Pharmacodynamics: Losartan 100 mg inhibits the pressor effect of angiotensin II infusion by 85% at peak with 25-40% of the inhibition persisting for 24 hrs. Predictably, plasma renin activity and angiotensin II concentrations increase and aldosterone concentrations fall. Single-dose losartan has no effect on glomerular filtration rate, renal plasma flow and filtration. Multiple-dose studies have shown no effects on renal or systemic prostaglandins, lipids or plasma glucose concentrations.
The effect of losartan is evident to a substantial degree within 1 week of continued administration, but it may take 3-6 weeks for the maximal effect to occur in some patients. The effect of losartan is maintained on prolonged administration and there is no rebound effect on abrupt withdrawal. There is no change in average heart rate during treatment.
Angizaar-H: Losartan is an angiotensin II receptor antagonist with antihypertensive activity mainly due to the selective blockade of angiotensin I receptors and consequently, reduced pressor effect of angiotensin II.
Hydrochlorothiazide, a diuretic, affects electrolyte absorption at the level of distal convoluted tubule and increases the excretion of sodium and chloride in approximately equivalent amounts by its inhibitory effect on Na+Cl- symport located in the luminal membrane.
Pharmacokinetics: Losartan is well absorbed on oral administration and undergoes substantial first-pass metabolism by cytochrome P-450 enzymes to form an active carboxylic acid metabolite, E-3174. Peak concentrations of losartan and its major active carboxylic acid metabolite are achieved in 1 hr and 3-4 hrs, respectively.
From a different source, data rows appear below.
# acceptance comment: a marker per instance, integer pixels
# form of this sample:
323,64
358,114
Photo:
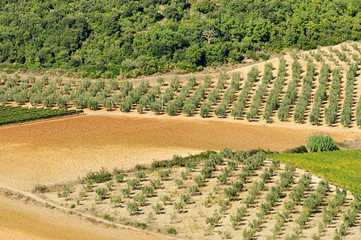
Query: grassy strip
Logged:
9,114
340,167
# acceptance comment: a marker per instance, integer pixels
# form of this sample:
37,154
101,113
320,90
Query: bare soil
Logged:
26,221
60,150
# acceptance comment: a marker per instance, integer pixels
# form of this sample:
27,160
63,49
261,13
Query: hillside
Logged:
215,195
314,88
108,38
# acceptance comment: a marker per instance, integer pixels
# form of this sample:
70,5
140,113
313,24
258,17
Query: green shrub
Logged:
319,143
99,177
172,231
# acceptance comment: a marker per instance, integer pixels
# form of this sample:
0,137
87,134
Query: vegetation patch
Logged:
227,194
340,167
9,114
The systemic bioavailability of losartan is about 33%.
Food does not have any effect on the AUC of losartan or its active metabolite. Pharmacokinetics of losartan and its active metabolite are linear with doses up to 200 mg. There is no accumulation on repeated dosing. Plasma concentrations of losartan and its active metabolite are similar in the young and elderly hypertensives.
The elimination half-life of losartan is 2 hrs and that of its major active metabolite is 6-9 hrs. Both losartan and its active metabolite are highly protein bound. Losartan is excreted both in the bile and urine. Following oral administration of losartan, approximately 35% of this radioactivity is recovered in the urine and about 60% in the feces.
Renal Insufficiency: The plasma concentration of losartan is not altered in patients with creatinine clearance >30 mL/min. AUCs are 50% greater in patients with low creatinine clearance and doubled in patients on hemodialysis. Losartan or its active metabolite cannot be removed by hemodialysis.
Hepatic Insufficiency: The plasma concentrations of losartan and its active metabolite are higher and the total plasma clearance is lower in patients with hepatic insufficiency.
Angizaar-H: On oral administration, hydrochlorothiazide is fairly and rapidly absorbed from the gastrointestinal tract. Its diuretic action begins within 2 hrs, peaks in about 4 hrs and lasts about 6-12 hrs. Hydrochlorothiazide was reported to have a bioavailability of about 65-70% and plasma half-life of about 5-15 hrs. It is bound to red blood cells. Hydrochlorothiazide is mainly excreted in the urine without undergoing metabolism. At least 61% of Angizaar-H is eliminated unchanged within 24 hrs.